See how that article cites how the study was performed instead of just throwing numbers at you without backing them up? Crazy isn't it?
And that's the amount of nicotine introduced to your system in a BAR (where the most smoking of any place occurs) in an ENCLOSED AREA. Now imagine that in a car with all of the windows rolled down. The horror, the horror!
Yet I believe it'd cause me to know more than someone who hadn't. And I'd know the basics. Right? Just like you took a drivers ed lesson so you'd know more than me and know the basics, yeah?
But wouldn't someone who has actually driven a car before yet never taken a class on driving know more about driving them someone who just took a class and has never driven before? I took a class on 17th century British literature, does that make me automatically right as you apparently think your "anti-smoking class" has done for you? By the way, what school holds anti-smoking classes? Or was this just a nurse coming in for an hour and talking about how smoking is bad for you? Is that the comprehensive research you've done here? Come back and talk to me when you've gone through actual medical journals and done some studying for yourself.
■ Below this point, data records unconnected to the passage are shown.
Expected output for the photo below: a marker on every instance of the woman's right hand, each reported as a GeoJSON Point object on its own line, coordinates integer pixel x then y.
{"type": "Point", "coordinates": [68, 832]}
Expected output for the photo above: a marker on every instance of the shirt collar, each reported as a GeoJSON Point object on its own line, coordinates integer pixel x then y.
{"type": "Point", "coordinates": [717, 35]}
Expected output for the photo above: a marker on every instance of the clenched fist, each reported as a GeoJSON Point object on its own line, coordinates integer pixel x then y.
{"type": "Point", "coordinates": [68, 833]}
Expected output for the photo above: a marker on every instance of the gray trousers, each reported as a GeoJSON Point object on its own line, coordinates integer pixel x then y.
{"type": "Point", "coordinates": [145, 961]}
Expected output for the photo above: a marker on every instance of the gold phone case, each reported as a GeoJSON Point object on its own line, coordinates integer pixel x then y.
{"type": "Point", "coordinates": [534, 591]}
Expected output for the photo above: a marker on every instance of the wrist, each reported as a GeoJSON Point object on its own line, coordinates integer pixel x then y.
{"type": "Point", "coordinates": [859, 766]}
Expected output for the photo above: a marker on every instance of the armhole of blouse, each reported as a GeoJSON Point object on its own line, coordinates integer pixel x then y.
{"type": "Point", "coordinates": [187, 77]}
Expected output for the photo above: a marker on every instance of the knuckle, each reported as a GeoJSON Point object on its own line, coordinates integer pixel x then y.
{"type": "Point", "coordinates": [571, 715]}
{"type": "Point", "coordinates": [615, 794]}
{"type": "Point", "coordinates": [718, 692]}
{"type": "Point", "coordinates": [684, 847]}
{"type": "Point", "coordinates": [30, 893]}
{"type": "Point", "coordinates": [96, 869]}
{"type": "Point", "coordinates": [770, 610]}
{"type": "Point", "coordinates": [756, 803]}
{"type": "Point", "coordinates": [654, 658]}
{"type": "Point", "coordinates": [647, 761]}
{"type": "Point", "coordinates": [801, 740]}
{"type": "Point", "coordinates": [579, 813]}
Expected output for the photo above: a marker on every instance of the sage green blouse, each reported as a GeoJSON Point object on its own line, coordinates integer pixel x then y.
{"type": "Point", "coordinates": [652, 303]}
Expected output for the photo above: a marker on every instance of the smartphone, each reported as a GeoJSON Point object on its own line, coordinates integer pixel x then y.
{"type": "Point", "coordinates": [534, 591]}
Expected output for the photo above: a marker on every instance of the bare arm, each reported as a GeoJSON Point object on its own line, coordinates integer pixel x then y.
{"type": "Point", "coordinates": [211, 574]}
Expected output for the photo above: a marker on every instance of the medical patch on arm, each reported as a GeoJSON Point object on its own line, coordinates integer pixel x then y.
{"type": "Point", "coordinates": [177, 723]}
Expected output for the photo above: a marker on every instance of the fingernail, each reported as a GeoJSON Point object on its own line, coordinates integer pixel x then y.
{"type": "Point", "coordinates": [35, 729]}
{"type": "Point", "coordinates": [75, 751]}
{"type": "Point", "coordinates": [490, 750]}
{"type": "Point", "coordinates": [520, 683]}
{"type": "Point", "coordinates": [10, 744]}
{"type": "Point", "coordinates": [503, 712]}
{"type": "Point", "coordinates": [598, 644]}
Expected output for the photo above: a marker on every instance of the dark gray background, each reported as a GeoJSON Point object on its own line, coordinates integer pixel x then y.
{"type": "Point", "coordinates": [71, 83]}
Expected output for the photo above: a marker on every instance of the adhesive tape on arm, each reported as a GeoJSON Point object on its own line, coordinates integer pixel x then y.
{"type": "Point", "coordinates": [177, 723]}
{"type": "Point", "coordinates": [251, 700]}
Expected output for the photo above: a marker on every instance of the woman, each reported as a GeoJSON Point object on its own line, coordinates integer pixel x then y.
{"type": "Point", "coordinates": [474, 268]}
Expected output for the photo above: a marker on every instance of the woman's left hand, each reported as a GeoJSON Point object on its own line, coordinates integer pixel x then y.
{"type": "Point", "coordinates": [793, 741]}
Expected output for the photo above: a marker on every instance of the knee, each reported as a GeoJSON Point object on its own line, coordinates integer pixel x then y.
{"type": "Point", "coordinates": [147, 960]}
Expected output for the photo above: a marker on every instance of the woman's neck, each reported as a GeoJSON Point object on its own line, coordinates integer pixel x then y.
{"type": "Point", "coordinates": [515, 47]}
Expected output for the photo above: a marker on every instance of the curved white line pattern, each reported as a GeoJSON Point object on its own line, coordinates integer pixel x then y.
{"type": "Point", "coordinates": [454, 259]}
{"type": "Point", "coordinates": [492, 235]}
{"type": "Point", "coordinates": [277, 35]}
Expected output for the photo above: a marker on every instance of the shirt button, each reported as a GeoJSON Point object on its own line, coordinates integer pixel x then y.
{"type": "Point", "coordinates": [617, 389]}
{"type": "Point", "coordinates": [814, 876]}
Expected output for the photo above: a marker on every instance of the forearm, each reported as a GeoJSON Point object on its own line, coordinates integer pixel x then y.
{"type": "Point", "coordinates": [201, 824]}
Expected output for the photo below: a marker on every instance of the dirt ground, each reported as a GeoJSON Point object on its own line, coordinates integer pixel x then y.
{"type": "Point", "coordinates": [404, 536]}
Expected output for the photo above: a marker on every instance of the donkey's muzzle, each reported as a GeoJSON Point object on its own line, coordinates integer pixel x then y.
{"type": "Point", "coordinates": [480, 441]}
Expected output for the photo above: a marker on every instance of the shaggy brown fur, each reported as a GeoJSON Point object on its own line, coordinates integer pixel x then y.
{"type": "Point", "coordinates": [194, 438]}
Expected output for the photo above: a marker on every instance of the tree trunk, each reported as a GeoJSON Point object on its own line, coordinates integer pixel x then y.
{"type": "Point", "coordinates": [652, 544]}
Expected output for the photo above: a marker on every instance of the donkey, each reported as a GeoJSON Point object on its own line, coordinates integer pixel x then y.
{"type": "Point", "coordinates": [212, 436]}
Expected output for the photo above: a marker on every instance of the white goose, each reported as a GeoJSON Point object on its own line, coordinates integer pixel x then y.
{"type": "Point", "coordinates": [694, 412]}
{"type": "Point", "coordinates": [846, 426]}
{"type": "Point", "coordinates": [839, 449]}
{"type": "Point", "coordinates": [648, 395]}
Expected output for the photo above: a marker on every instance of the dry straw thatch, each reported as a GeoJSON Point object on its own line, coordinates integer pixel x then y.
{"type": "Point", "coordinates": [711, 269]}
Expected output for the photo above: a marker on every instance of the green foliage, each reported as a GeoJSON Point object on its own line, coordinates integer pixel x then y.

Oh right. Yeah I'll just conduct my own experiment on it. Oh no wait, you won't listen to that either will you. Because you don't want to face it. And go on, where's the evidence for your claims? I've seen nothing from you at all that would suggest you're right. Unles swearing to get your point across makes you right.
Or you could have taken all of 60 seconds to actually look up the actual study that your article is based on and taken a look at how flawed of a study it is. My evidence I've provided to you above. So please, again, Miss I'm Sixteen So I Clearly Know Everything About the World, tell me again how second hand smoke kills.
Why do you think people are against smoking? If it makes so much money why do you think they wanted it banned in public places? Why is it illegal? for the fun of it, right?
Why are people against smoking? Because it kills. Never did I even slightly imply that I didn't think smoking kills. This topic however is not about smoking, but second-hand smoke. Completely different. No shit tobacco companies make money, they do sell a product do they not?
I've just shown you an article in which it says the number is in its thousands. But I'm sure you'll find a way to say it's biased, because as I said you just won't admit you're wrong.
Or I could just take about a minute of my time to actually look at the study myself and easily make you look foolish without even batting an eye.
Please, tell me what 'proof' you want.
Oh, I don't know, a direct link between second hand smoke and cancer? Something along those lines?
Funny how you say I have a lack of evidence, yet I haven't seen evidence for ONE thing you've claimed. And if he isn't going to accept passive smoking exists, I don't expect him to understand whyt his law was passed. Which was what that comment was directed at.
It was my first post. I've provided you evidence in this one. All you had to do was ask. Your "evidence" is shabby at best however.
Provided.
That was so hard to read due to how little sense it makes. Due to how little sense your entire post made. Do you believe people should be allowed to use mobile phones then?
I'm sorry, should I only use words with two syllables and keep my vocabulary at an elementary level? Would it be easier to understand then?
It's quite simple what I said. You argue that because smoking distracts a driver from driving, it's a reason for it to be illegal. I countered by saying that a radio distracts a driver from driving (more so then a cigarette), so would that not be a reason to make radios in car's illegal?
Do I need to say that again or did you understand me this time?